In my next post I will describe why I have chosen the title for this blog.

Sunday, January 2, 2011

The First Post

We are in need of a renaissance, no less than medieval man needed to be lifted from the dark ages into the light of the modern period, so do we need to be awoken from the slumber of the scientific and digital tyranny to which we have descended.  But this is not a blog for luddites or it would be more aptly named, it is not to shun the progress that science and technology have brought us, for their bounties are legion, the purpose of this blog is to examine and put to scrutiny the moral existence of man in his new advanced surroundings.

So we are clear from the start by moral I do not mean or wish to have it inferred that I am referring to sexual morality, which is what seems to pass for moral discussion in the modern age, and is the only thing that seems to divide us morally, as in the case of gay rights, or on which we unanimously agree, as in the case of infidelity. I grant that sexual morality is a subset of a broader moral view but it is not the one I wish to dwell on here.

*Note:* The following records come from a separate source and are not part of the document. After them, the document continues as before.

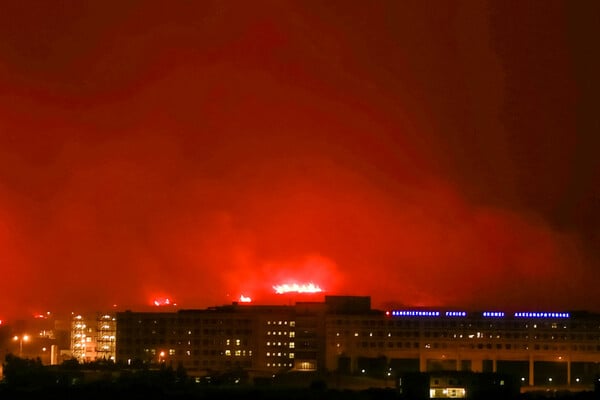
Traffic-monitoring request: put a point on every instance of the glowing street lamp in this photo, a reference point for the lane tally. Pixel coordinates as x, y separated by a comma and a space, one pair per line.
21, 339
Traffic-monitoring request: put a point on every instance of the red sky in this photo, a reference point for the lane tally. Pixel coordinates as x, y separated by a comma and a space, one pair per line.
423, 153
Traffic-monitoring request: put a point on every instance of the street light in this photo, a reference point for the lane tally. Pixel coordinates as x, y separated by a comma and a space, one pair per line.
21, 339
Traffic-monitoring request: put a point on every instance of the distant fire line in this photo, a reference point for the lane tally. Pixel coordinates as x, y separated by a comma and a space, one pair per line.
296, 288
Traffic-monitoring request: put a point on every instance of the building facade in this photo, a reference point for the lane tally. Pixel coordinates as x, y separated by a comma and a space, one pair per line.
93, 337
344, 334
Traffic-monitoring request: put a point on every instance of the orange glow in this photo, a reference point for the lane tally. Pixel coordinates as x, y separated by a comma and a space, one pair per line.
297, 288
245, 299
163, 301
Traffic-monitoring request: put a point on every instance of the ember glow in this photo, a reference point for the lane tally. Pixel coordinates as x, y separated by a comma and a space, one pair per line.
163, 301
297, 288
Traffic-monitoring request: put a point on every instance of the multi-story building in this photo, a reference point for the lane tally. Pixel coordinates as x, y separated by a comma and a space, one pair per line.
93, 337
344, 334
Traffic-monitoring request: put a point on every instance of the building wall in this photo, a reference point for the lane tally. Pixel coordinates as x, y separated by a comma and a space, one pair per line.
353, 338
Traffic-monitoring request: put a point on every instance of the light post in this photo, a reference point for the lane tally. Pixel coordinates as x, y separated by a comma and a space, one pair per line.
21, 339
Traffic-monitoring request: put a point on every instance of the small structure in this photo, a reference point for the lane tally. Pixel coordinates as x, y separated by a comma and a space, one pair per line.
457, 385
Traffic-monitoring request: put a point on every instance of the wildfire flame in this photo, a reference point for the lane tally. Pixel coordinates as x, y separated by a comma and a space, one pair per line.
296, 288
158, 302
245, 299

I am concerned with the more classical question of what does it mean to be a good person and what does it mean to live a good life.

I hope to accomplish a few things with this blog which is to discuss random thoughts that come to me about art, film, poetry, travel, literature, philosophy, psychology, politics, and any other subject that appeals to me. But the thread that will bind it all together is the pursuit of a morally good life, something to which I aspire. Some of what I write will be personal, some of it will be academic, and some of it undoubtedly will not be worth its digital ink, but nevertheless, at the risk of being cliche, the unexamined life is not worth living.

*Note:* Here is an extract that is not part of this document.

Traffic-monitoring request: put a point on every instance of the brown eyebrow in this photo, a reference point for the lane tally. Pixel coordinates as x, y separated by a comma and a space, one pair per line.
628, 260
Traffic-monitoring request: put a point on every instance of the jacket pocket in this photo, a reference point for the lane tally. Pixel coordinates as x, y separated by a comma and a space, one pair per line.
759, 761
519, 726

So why then do I say that we are in need of a renaissance? I don't think I can answer that in one single post but the answer will undoubtedly reveal itself over the course of this blog. But if I can summarize it is this; that we have become slaves to our technology, our media and to a formulaic way of living. We have effectively  ceded control over any moral discussion of how we want to live as individuals or as a community to  technology. To question technology or to ask how do we want technology to be a part of our lives and our societies is akin to medieval heresy.  Our politics and politicians have been reduced to ministers of an economic system, where the primary function is to ensure the well functioning of the economy. No one is asking the question what kind of a world do we want to live and what kind of a people do we want to be.

It is said that we get the leaders that we deserve, and our leaders today are caricatures of ourselves. They are one-dimensional and creations of a technological media. If I am a reactionary it is in this, I long for the days when politicians were humans, they drank to much, smoked cigars and were ruthless and relentless in their pursuits. Today they are vegetarians who attend church appropriately, they where sweater vests and or suits when it is relevant, of course they exercise and have read all the right books and generally are bland and boring but certainly not offensive to anyone.

The reasons for all of this are many and I would not put the burden on technology alone, I can only hope that this blog will somehow contribute to a dialogue on who we are going to be as technology advances faster and faster and the whirlwind of media fails to provide us a rock on which we can stand. We are morally adrift and the time, as always, is now to begin questioning our moral purpose.